Caution: before reading this piece please know that it is just thinking on paper. The objective is to plant the seed of an idea in the head of folks who are capable of making the equipment to make it all happen.
Reality forces us to think in the moment. The natural human tendency is to think that current conditions are the norm. But, the reality with weather and farming is that the only certainty about the future is uncertainty.
In many parts of Manitoba and Saskatchewan we have now had five “irrigation” years in a row. In recent years my Dundurn neighbours that irrigate from Blackstrap Lake have mostly moved the pivots to farm under. While many of us relish the irrigation supplied by Mother Nature, many excesses of water have also occurred. In many areas of the world excess water drains off in streams that lead to rivers that lead to big rivers that lead to an ocean. The glaciers left us with many areas with little or no external drainage. The excess simply fills the potholes (sloughs).
Sloughs that were bone dry in 2002 are now full and some overflowing. In 2002 I had zip for water in any slough on my Dundurn farm. Now on NW22-32-3W3 I estimate there is enough water sitting in sloughs to provide an inch or two of water to all of the cultivated acres. A large slough in an adjacent RM has several hundred acre feet of water. The locals suggest that the last folks to see that much water in the slough were the Indian people.

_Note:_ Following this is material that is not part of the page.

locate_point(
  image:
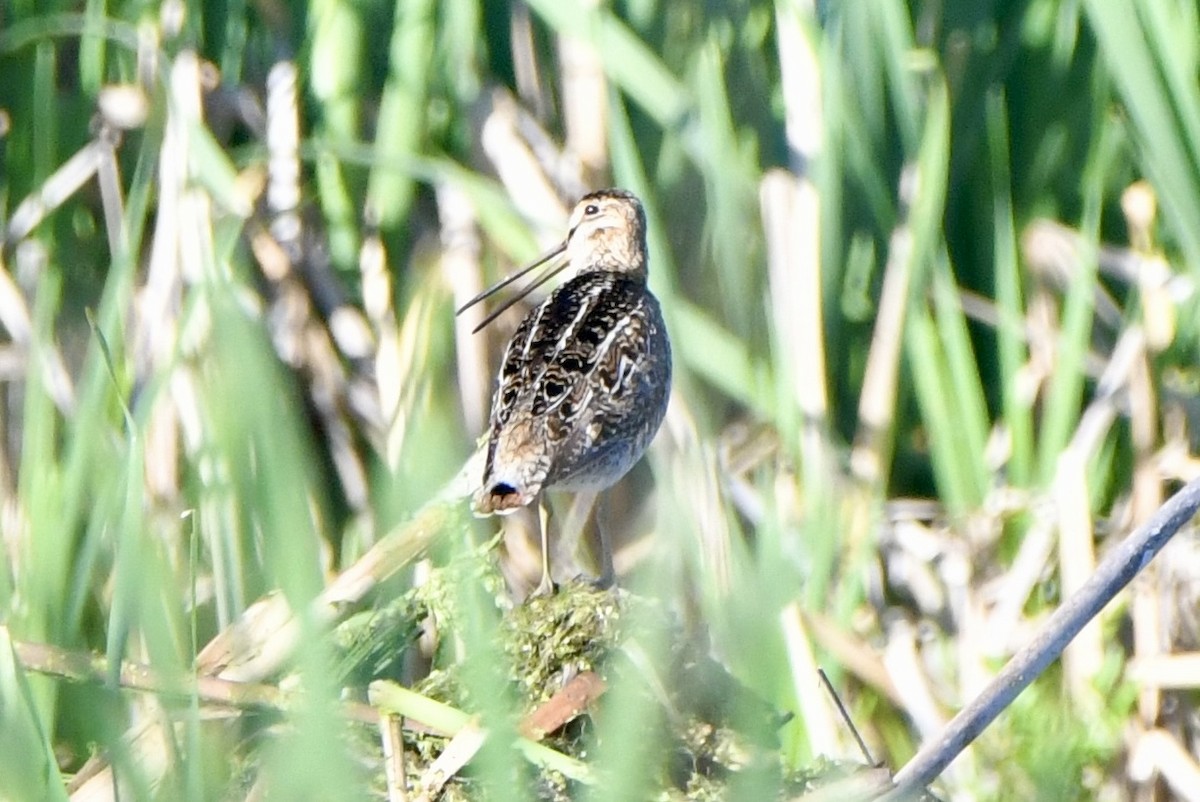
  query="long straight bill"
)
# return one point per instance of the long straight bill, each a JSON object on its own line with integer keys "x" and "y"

Handifacts in Henry’s Handbook of Soil and Water tell us that it takes 22,615 gallons of water to put one inch on one acre. So there is a lot of water sitting. Some of it slowly soaks in but in some sloughs with pressure underneath the water mostly sits there until it evaporates. In wet years that can take a long time.
But, we have no idea when the current wet cycle will end and dry years return. I often look at that water and wonder how we could use it to advantage when the need arises.
Farmers and irrigation equipment suppliers are an innovative lot. Portable, tractor-mounted slough pumps already exist. Big gun irrigation systems that irrigate significant areas already exist. What about marrying the two concepts to arrive at a system that could take the unwanted water from the slough and apply it to significant acres next to each slough?
Some caution would be required. Some sloughs that can appear very clean can be nearly as salty as the ocean. Many sloughs have a significant salt load that would preclude their use on a continuing irrigation basis. We assume that with extra runoff sloughs will be very fresh. Not always true. (See my Grainews article “Faith, snuff and slough water”)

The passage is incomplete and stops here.